Feet require a separate set of exactly the same tools, plus foot files of various grades.
Also required are cotton pads, cotton swabs, plastic zipper bags, nail polish remover, moisturizer, exfoliants and cuticle oil. Those, plus the obvious: nail polish and a top coat.
AN ABRIDGED VERSION OF BAEK'S MANICURE
1. Remove nail polish.
2. Wash your hands, and do it well. Dry them completely. No cheating.
3. Snip nails with a clipper to achieve the desired length. Never start in the middle of the nail. Use short, even snips.
4. File nails into the desired shape.
5. Buff the tops, spending a few seconds on each nail.
6. Use an orange stick or cotton swab to clean off all debris, under and over the nail.
7. Use soap or facial cleanser with a few drops of oil to moisten nails. Rub gently.
8. Push away the cuticles on all three sides of the nail.
9. Do these steps on the other hand.
10. Massage more lotion, cream or oil into the hands.
11. Trim cuticles.
12. Sterilize and properly store tools.
HOW TO EFFECTIVELY POLISH YOU NAILS
1. Free your nails of any residual polish with nail polish remover.
2. You probably missed some. Do it again. They should look ``dull and dry.''
3. Apply a base coat and -- most critically -- let it dry completely, for up to five minutes.
4. The nail polish brush should be bent against the lip of the bottle to reduce an extra polish. The color should never drip off the brush.

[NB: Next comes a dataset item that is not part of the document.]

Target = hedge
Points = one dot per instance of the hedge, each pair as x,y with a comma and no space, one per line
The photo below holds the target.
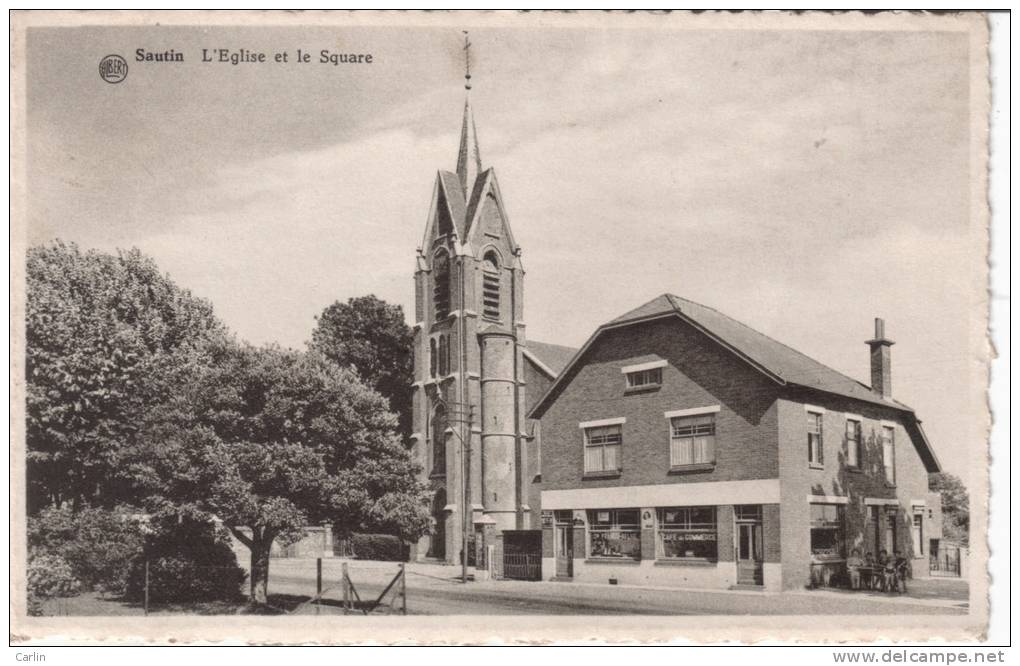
386,548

5. Fan the brush as you paint.
6. Only when the first thin coat is dry should you apply the second. Baek says you don't have to use a second coat at all if you like the way the first looks.
7. Baek says to work slowly and don't fear mistakes, as ``they're easy to fix!''
8. Once the polish is dry, apply the top coat.
9. Use a cotton swab dipped in nail polish remover to eliminate excess polish alongside the nail.
10. Let them dry. Do the next hand.
WHAT OTHER EXPERTS ADVISE
Paula Ford, a nail technician at J Sisters International (669 Lincoln Rd., Miami Beach; 305-672-7142), says the most common mistake she sees among do-it-yourself-ers is cuticles that look like they've taken a beating.
''You can't push the cuticles too much,'' Ford said. ``And you have to be careful not to cut too much.''
Remember, she says, they should never bleed.
Baek shows readers how to file nails into different shapes, but Ford recommends only one silhouette: square.
''It should be not sharp -- round on the sides,'' she says. ``To me, square looks more natural.''
Antonia Moforis, owner of The Hand and Foot Company (5792 Sunset Dr., South Miami; 305-668-0504), says making a homemade brew that effectively exfoliates and conditions after cutting the cuticle is easy.
She says that a scrub with chemical preservatives may feel good at the time but ultimately will dry out your skin.
Instead, mix salt, oatmeal and olive oil. Throw in some essential oil from any health food store (Moforis prefers lavender, peppermint or eucalyptus) and some tea tree oil. You can also ground up an orange peel and toss that in, too, along with some of the juice, she says.
Even better: add a few tablespoons of evaporated milk from the grocery store.
''It's true about Cleopatra that she used to soak in milk,'' Moforis says; the benefits are many.